L’opposition déterminée
Autant de clauses rejetées par l’opposition qui a appelé au boycott du scrutin. Selon le chef de l’opposition, Pascal Affi Nguessan, président du Front Populaire Ivoirien (FPI), fondé par l’ancien président Laurent Gbagbo, il s’agit d’un projet « rétrograde, démagogique et monarchique ». « Nous appelons tous nos militants, nos compatriotes à ne pas se sentir concernés par ce qui doit se passer le 30 octobre (…). Nous sommes dans la voie du boycottage », a lancé Nguessan, le 15 octobre, au nom de l’Alliance des Forces Démocratiques de Côte d’Ivoire (AFD-CI).
Samedi dernier, parallèlement au premier meeting électoral rassemblant des milliers d’Ivoiriens favorables à la nouvelle Constitution, d’autres milliers se sont rassemblés pour dire non. Deux grandes plateformes constituées de 36 formations politiques et civiles y ont participé, à savoir le Front du refus présidé par Danielle Bony Claverie et la coalition pour le non de Bamba Moriféré. Il s’agit de la plus grosse manifestation jamais tenue par l’opposition depuis l’avènement du régime Ouattara.

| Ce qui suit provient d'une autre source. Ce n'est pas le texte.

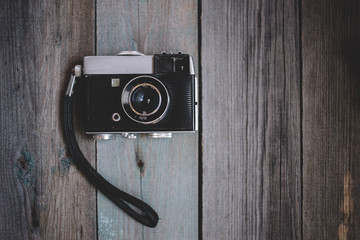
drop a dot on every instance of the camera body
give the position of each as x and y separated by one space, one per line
134 93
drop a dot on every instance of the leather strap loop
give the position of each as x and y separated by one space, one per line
121 199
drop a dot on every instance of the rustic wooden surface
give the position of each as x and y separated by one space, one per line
42 195
280 121
251 120
331 119
162 172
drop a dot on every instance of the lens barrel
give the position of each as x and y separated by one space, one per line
145 100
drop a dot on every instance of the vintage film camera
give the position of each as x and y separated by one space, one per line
134 93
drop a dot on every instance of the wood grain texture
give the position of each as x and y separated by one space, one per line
251 120
168 179
42 196
331 119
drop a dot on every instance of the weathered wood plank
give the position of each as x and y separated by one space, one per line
42 195
331 119
168 181
251 120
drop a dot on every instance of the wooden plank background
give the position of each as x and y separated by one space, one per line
280 132
42 196
251 120
163 172
331 119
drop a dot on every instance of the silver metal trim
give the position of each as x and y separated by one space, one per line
196 118
121 133
130 53
167 104
196 90
77 71
160 135
70 88
147 114
128 135
192 68
116 117
118 65
102 136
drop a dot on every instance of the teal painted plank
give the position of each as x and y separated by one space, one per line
168 180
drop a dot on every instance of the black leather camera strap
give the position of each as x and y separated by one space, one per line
121 199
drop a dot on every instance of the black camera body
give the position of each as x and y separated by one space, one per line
132 93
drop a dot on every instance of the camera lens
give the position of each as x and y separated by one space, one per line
145 99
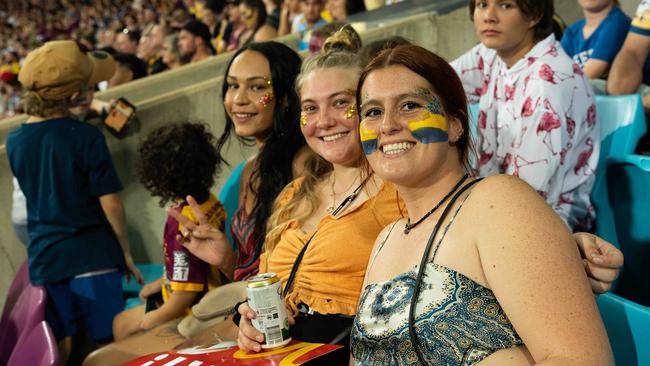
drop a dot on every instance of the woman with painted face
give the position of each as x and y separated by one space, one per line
262 108
332 214
537 117
480 271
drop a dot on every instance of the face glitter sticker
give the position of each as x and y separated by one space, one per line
431 129
368 139
350 111
303 119
435 107
266 99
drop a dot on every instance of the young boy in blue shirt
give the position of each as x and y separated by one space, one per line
594 41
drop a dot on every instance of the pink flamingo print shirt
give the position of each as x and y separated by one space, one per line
537 121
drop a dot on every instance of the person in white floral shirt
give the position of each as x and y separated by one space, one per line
537 117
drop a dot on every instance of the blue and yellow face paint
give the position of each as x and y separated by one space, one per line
368 139
433 127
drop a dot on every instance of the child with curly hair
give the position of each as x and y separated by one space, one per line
176 161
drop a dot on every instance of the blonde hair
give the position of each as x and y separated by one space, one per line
339 51
299 207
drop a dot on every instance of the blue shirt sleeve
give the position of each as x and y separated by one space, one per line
611 36
567 41
102 176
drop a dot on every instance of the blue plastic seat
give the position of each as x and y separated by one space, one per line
628 178
229 197
628 329
622 123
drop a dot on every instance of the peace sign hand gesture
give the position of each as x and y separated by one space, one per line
204 240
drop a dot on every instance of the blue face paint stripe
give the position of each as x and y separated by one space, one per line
430 135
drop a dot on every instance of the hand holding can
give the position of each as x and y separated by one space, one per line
264 298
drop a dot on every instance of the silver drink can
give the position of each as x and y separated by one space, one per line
264 297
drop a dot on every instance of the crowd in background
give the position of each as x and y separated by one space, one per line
536 121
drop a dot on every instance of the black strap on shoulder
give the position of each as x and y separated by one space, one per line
294 268
423 263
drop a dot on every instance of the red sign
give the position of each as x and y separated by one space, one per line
226 353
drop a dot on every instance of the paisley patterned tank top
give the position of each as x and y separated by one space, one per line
457 321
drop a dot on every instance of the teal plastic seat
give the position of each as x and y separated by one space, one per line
150 272
229 197
628 178
622 123
628 329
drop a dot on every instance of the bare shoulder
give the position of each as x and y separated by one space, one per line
501 200
503 188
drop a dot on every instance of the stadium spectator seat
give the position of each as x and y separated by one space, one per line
229 197
36 348
131 289
21 279
622 123
627 325
629 180
28 311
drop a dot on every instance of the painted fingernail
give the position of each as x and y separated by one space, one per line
597 259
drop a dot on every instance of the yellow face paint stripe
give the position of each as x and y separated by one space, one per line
368 139
432 129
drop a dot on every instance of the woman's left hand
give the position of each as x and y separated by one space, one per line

Les dirigeants de l’opposition se sont relayés sur une estrade en scandant des slogans répétés par la foule comme : « Non au coup d’Etat constitutionnel ! », « Non au vol des Ivoiriens ! » ou encore « Non au référendum ». Pour Abdramane Sangaré, président par intérim du FPI, le moment est venu pour que les Ivoiriens se lèvent pour faire barrière à cette Constitution et exiger le retrait pur et simple de « ce projet funeste qui nous condamne à une mort certaine (…). Il y a trop de prisonniers politiques et de réfugiés (…) pour qu’on passe à la troisième République ».
En effet, la nouvelle Constitution consacrerait alors la troisième République de la Côte d’Ivoire depuis l’indépendance du pays, le 7 août 1960. Le projet a été adopté par le Parlement le 5 octobre dernier. Mais l’étape la plus décisive est celle du référendum du 30 octobre prochain. Alors que le régime compte le faire passer coûte que coûte, l’opposition ne compte pas fléchir : Pour le professeur Mamadou Coulibaly, ancien président de l’Assemblée nationale, tout est déjà fin prêt pour empêcher ce projet. « A cet instant même deux groupes ont été instaurés pour définir des activités et donner des mots d’ordre précis au groupe d’action afin de bloquer cette Constitution. Nous userons de nos moyens comme le boycott, la désobéissance civile et les meetings éclatés comme celui-là pour faire front contre le projet », a indiqué Coulibaly. De quoi présager d’une nouvelle crise politique en Côte d’Ivoire.